CURV-III was the latest in a line of remotely controlled submersible boats from the 1950s. It was 13 meters long, five meters wide and seven meters high. It weighed 5,000 pounds and was powered by a cable connected to a control panel in a small trailer on a support ship.
Brady sat at the controls, using joysticks to manipulate the steering, lights, cameras, and an arm of the submersible that could hold or grab various objects.
He loved and was good at work. His career eventually spanned 40 years and took him to places around the world to recover helicopters, airplanes and other items. He was convinced that CURV-III could also help Fischen III.
When his crew arrived in Ireland, however, it became clear that the managers of the British company responsible for the stranded submarine were viewing the Americans as backups. They would only be used if the manned submarines imported from Canada and the North Sea were unsuccessful.
“It was 1973 and Britain was in decline,” said McGinty. “There was this feeling that it would be a real slap in the face if Americans were the ones who saved them.”
Setbacks, then success
The first rescue submarine was set down, but began to leak and had to surface again. The second submarine couldn’t find the Pisces III, which was resting on its tail in a ravine, making it difficult to ping the sonar.
On the third attempt, the fish was found, but after the rescuers attached a tow hook, it slipped.
Brady and CURV-III prepared for takeoff. The crew plugged in the control cable and there was an electrical explosion. Water had gotten into the system and now the cable at one end was a molten mess. They would have to do a repair.
And so it went on for hours.
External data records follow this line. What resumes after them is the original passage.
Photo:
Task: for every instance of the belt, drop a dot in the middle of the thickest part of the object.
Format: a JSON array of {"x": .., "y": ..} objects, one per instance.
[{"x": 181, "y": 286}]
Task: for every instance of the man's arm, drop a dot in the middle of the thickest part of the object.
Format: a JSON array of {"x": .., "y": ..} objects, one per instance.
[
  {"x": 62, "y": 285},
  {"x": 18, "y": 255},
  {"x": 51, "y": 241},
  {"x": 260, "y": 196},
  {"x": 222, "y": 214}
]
Everyone was exhausted and nervous. In the fish below, Mallinson and Chapman struggled not to use up all of the oxygen and not to give up hope.
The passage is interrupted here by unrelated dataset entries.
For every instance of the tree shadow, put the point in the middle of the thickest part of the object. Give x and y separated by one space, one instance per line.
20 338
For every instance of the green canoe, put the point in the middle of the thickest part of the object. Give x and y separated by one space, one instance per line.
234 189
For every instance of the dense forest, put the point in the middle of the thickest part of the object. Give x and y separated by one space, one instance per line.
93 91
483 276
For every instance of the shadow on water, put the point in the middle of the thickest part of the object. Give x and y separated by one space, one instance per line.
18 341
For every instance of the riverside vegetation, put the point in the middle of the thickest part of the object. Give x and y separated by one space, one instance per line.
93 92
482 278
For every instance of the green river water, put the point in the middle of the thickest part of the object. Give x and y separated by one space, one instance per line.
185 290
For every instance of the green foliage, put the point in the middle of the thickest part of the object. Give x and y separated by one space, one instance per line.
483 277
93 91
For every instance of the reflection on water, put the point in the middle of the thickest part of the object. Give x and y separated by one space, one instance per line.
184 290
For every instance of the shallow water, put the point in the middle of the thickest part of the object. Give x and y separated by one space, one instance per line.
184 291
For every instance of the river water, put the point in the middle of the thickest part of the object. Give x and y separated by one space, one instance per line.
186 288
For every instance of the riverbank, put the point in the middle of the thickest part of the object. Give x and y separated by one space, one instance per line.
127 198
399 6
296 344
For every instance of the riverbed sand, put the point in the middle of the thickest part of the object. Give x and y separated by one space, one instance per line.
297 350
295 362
Eventually one of the manned submarines attached a tow rope, but it was not considered strong enough to pull the fish to the surface. Brady sent CURV-III downstairs and secured a second with a toggle bolt.
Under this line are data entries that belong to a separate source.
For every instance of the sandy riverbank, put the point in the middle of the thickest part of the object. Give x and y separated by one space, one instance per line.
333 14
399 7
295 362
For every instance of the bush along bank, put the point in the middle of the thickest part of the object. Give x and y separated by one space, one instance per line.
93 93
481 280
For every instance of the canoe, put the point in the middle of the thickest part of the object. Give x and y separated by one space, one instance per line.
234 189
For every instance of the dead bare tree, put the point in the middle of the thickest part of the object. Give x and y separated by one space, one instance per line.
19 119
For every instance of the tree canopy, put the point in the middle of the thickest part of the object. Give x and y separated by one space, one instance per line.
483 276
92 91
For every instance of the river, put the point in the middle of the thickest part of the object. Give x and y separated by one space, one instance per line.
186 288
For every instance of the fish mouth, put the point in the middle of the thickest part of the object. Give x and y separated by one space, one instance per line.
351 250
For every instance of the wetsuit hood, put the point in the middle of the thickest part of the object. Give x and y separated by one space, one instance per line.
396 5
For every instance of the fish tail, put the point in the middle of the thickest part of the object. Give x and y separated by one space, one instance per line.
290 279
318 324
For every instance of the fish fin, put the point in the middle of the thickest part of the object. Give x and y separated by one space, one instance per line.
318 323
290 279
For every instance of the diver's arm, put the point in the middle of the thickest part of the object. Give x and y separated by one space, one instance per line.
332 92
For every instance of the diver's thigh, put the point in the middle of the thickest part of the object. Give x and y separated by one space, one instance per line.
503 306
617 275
“It felt almost anti-climatic after all the traveling, insomnia and anxious moments,” Brady is quoted in McGinty’s book, “but it really wasn’t any more difficult to insert than parking the car in the garage after a long drive home.”
The recovery made headlines in newspapers around the world. Mallinson and Chapman became lifelong friends, calling on the phone every September 1 to celebrate the anniversary of their rescue. Chapman estimated that there was less than 20 minutes of oxygen left by the time they reached the surface.
Brady never met men, “a bitter pill to swallow,” he said. He and the crew of the submersible were taken back to Cork, where Brady bought a bottle of Irish whiskey to celebrate.
When they returned to San Diego, they were greeted as heroes. The city issued a proclamation declaring it “CURV III Day”.
“We knew in our hearts what we had done and we had done good and were happy,” said Brady.